The company has also commissioned a new family play based on the Christmas truce of 1914
The Royal Shakespeare Company will stage Love's Labour's Lost in rep with Love's Labour's Won – the alternative title for Much Ado About Nothing – later this year as part of a season marking the centenary of the First World War.
Directed by Christopher Luscombe, making his RSC debut, the productions will run in the Royal Shakespeare Theatre (RST) from September.
Edward Bennett (Hamlet) and Michelle Terry (The Taming of the Shrew) will play the lovers in both plays – Berowne and Benedick and Rosaline and Beatrice in Love’s Labour’s Lost and Love’s Labour’s Won respectively.
The productions, which run from 23 September 2014 to 14 March 2015, will "share a setting based on a splendid country house just before and just after the War", designed by Simon Higlett.
The action of Love’s Labour’s Lost will be set just before the outbreak of the war in 1914, with Love Labour's Won set in the 1918 aftermath.
RSC deputy artistic director Erica Whyman will then direct the same company in her first production in the Royal Shakespeare Theatre, The Christmas Truce.

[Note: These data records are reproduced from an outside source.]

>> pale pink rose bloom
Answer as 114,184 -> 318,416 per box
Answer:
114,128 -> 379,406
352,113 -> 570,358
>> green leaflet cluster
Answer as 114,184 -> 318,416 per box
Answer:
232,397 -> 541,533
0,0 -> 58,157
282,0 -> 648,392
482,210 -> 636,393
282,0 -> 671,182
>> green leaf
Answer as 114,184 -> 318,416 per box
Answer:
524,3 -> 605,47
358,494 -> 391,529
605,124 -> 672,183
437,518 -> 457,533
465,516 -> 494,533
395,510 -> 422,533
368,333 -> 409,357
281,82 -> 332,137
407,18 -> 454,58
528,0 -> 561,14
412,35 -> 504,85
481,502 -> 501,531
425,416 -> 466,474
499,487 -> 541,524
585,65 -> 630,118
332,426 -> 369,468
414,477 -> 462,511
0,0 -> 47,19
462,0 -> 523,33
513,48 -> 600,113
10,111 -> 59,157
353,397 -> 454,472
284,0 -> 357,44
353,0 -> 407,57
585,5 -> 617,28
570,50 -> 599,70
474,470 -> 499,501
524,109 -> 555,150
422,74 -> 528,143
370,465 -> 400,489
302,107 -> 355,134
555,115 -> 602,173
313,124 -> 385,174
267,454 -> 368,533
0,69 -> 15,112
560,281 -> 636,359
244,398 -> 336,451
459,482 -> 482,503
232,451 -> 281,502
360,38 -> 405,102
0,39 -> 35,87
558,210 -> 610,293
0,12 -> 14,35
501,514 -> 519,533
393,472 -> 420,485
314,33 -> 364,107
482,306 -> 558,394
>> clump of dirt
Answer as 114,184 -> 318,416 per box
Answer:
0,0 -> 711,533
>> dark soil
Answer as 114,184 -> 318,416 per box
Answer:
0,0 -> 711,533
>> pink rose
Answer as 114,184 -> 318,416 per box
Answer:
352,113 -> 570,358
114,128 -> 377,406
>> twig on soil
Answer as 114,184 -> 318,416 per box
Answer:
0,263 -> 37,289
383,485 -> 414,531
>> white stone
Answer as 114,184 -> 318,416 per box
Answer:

Written by Phil Porter, the play for families has been specially commissioned and is inspired by the 1914 truce, when soldiers along the Western Front left their trenches on Christmas Eve to meet their enemies in No Man’s Land.
Artistic director Gregory Doran said: "This story is rooted in local history, drawing on the stories of the Warwickshire Regiment and the memoires of the famous wartime cartoonist, Bruce Bairnsfather, who also happened to have begun his career installing electric light into the Shakespeare Memorial Theatre for the first time."
The Christmas Truce, which runs from 29 November 2014 to 31 January 2015, will be designed by Tom Piper, with lighting by Charles Balfour and music by Sam Kenyon.
Elsewhere in the RSC's winter 2014 season, Gregory Doran will direct Eileen Atkins in Ford and Dekker’s domestic tragedy The Witch of Edmonton, which runs rep in the Swan Theatre as part of the 'Roaring Girls' season. Atkins last performed with the RSC in 1997 in The Unexpected Man with Michael Gambon.
This is followed in the Swan by a revival of Thomas Dekker’s festive comedy The Shoemaker’s Holiday, produced for the first time by the RSC, directed by Phillip Breen; this plays in rep with the premiere of Oppenheimer, a new play by Tom Morton-Smith about ‘the father of the atom bomb’, J Robert Oppenheimer.
Also announced today is Midsummer Mischief (14 June-12 July 2014), a festival of new plays marking the 40th anniversary of The Other Place led by Erica Whyman.
And on 23 April 2014 there will be a fireworks display from the top of the Royal Shakespeare Theatre to mark Shakespeare's 450th birthday.